The main demand drivers in Mount Harris are an above-state-median household income of $143,000/year, a dwelling mix that is 50% separate houses, roughly 1 schools and 1 parks within the catchment. Together these shape both owner-occupier and tenant demand and are the factors we weight most heavily in the suburb's investment score.
Mount Harris has a usual resident population of approximately 33, compared with a New South Wales suburb median of 5,325 — placing it in the lower half of the state's suburbs by size. Population is the clearest proxy for market depth: more residents mean more transactions and typically a shorter average days-on-market on resale.
Mount Harris sits 439 km straight-line from the Sydney CBD. This is a regional market where CBD distance is only indicative — local industry diversity and commute alternatives matter more.
The most recent census recorded a median weekly rent of $350 in Mount Harris, equating to approximately $18,200/year in gross rental income (state median $430/week). Market rents have typically drifted above the recorded figure — verify against current listings on realestate.com.au and Domain before making an offer.

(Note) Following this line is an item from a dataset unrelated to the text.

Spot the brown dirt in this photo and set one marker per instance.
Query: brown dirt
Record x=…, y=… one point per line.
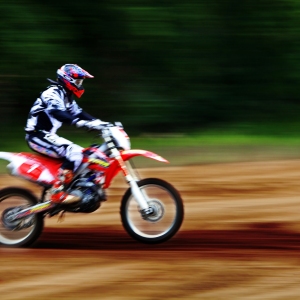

A reliable median mortgage figure was not captured for Mount Harris. Use our loan serviceability calculator to estimate a realistic monthly repayment for your target purchase price and deposit.
Census data was not complete enough in Mount Harris to compute a clean rent-to-mortgage coverage. Use current listings to benchmark weekly rent, then plug your expected purchase price into our rental yield calculator to see whether the investment runs cash-flow positive or negative.
The main risks are a thin buyer pool (33 residents), interest-rate sensitivity, the broader New South Wales market cycle. Each of these is covered in the Risk Factors section above with suburb-specific numbers rather than generic warnings.
Every number on this page comes from the ABS 2021 Census of Population and Housing, Australia Post postcode reference data, and OpenStreetMap amenity tiles. The investment score, strategy verdicts, and comparison table are computed deterministically from those inputs — no opinion, no estimation. See our full methodology and the data sources and licences for the formulas we use.